6 files changed, 184 insertions, 4 deletions
diff --git a/gcc/ChangeLog b/gcc/ChangeLog
index db763a6..b655476 100644
--- a/gcc/ChangeLog
+++ b/gcc/ChangeLog
@@ -1,5 +1,21 @@
 2018-02-01  Richard Sandiford  <richard.sandiford@linaro.org>
 
+	* config/aarch64/aarch64-protos.h (aarch64_split_sve_subreg_move)
+	(aarch64_maybe_expand_sve_subreg_move): Declare.
+	* config/aarch64/aarch64.md (UNSPEC_REV_SUBREG): New unspec.
+	* config/aarch64/predicates.md (aarch64_any_register_operand): New
+	predicate.
+	* config/aarch64/aarch64-sve.md (mov<mode>): Optimize subreg moves
+	that are semantically a reverse operation.

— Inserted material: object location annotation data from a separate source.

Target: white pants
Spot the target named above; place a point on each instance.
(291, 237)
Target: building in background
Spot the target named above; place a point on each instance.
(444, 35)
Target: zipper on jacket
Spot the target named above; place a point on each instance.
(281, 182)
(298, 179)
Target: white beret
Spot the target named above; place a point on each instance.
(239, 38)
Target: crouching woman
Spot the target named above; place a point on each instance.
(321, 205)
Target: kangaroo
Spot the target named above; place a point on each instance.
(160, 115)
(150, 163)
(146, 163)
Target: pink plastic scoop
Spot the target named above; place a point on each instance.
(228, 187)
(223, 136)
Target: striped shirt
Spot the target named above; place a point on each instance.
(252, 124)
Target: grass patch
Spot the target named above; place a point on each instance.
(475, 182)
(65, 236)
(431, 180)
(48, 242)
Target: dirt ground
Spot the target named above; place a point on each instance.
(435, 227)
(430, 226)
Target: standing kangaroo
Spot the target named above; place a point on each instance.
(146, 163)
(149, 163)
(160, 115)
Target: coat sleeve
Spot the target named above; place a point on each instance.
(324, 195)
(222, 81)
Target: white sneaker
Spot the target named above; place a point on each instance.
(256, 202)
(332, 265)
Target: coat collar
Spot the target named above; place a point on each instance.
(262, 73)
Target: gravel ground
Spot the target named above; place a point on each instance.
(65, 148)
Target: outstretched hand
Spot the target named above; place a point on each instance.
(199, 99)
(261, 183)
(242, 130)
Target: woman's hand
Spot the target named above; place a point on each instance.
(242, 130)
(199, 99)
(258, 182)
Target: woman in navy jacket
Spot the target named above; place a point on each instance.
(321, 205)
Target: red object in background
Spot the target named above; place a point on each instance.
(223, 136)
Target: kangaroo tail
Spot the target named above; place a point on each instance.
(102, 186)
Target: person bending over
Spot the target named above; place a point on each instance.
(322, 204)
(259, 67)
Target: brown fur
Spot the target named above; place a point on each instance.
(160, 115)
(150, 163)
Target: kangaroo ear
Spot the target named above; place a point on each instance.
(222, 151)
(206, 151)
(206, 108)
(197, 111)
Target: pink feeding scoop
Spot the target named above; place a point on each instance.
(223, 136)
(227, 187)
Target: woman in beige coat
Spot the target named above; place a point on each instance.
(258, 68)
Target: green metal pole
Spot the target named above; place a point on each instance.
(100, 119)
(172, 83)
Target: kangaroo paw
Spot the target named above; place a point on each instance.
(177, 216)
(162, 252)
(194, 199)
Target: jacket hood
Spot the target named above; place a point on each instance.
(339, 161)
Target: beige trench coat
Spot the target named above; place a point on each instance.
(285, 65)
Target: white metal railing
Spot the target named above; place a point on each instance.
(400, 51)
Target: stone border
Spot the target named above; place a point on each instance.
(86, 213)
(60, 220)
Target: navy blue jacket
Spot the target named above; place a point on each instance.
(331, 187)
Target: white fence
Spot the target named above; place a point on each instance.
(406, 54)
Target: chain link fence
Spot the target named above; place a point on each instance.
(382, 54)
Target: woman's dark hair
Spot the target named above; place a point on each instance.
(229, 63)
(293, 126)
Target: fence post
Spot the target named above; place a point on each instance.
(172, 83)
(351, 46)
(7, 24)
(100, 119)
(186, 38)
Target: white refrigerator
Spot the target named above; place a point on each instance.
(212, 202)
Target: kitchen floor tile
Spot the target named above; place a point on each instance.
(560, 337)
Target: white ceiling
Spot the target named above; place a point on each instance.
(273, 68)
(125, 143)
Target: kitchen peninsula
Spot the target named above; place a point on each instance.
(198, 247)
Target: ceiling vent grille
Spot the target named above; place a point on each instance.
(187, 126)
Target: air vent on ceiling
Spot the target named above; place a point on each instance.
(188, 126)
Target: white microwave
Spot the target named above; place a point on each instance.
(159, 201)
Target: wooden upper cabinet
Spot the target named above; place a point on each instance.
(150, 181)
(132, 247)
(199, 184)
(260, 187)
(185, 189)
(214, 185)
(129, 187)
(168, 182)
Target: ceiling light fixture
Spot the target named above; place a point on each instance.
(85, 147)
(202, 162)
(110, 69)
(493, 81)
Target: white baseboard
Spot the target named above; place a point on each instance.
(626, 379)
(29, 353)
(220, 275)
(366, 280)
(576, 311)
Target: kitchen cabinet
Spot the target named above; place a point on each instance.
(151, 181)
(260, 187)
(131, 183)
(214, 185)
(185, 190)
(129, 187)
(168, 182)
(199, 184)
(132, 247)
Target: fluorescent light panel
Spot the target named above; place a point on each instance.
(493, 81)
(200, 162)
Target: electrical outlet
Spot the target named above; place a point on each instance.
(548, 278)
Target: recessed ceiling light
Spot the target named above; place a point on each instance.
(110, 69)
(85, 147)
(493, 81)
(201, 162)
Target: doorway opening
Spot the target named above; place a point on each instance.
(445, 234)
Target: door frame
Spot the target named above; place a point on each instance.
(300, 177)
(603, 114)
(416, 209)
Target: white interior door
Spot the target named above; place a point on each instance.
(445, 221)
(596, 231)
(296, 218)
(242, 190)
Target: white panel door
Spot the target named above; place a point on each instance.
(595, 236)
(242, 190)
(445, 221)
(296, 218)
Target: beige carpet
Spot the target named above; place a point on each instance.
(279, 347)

+	(*aarch64_sve_mov<mode>_subreg_be): New pattern.
+	* config/aarch64/aarch64.c (aarch64_maybe_expand_sve_subreg_move):
+	(aarch64_replace_reg_mode, aarch64_split_sve_subreg_move): New
+	functions.
+	(aarch64_can_change_mode_class): For big-endian, forbid changes
+	between two SVE modes if they have different element sizes.
+
+2018-02-01  Richard Sandiford  <richard.sandiford@linaro.org>
+
 	* config/aarch64/aarch64.c (aarch64_expand_sve_const_vector): Prefer
 	the TImode handling for big-endian targets.
 
diff --git a/gcc/config/aarch64/aarch64-protos.h b/gcc/config/aarch64/aarch64-protos.h
index ef1b0bc..cda2895 100644
--- a/gcc/config/aarch64/aarch64-protos.h
+++ b/gcc/config/aarch64/aarch64-protos.h
@@ -447,6 +447,8 @@ void aarch64_expand_epilogue (bool);
 void aarch64_expand_mov_immediate (rtx, rtx, rtx (*) (rtx, rtx) = 0);
 void aarch64_emit_sve_pred_move (rtx, rtx, rtx);
 void aarch64_expand_sve_mem_move (rtx, rtx, machine_mode);
+bool aarch64_maybe_expand_sve_subreg_move (rtx, rtx);
+void aarch64_split_sve_subreg_move (rtx, rtx, rtx);
 void aarch64_expand_prologue (void);
 void aarch64_expand_vector_init (rtx, rtx);
 void aarch64_init_cumulative_args (CUMULATIVE_ARGS *, const_tree, rtx,
diff --git a/gcc/config/aarch64/aarch64-sve.md b/gcc/config/aarch64/aarch64-sve.md
index 068fd8c..9140862 100644
--- a/gcc/config/aarch64/aarch64-sve.md
+++ b/gcc/config/aarch64/aarch64-sve.md
@@ -84,6 +84,32 @@
 				      gen_vec_duplicate<mode>);
 	DONE;
       }
+
+    /* Optimize subregs on big-endian targets: we can use REV[BHW]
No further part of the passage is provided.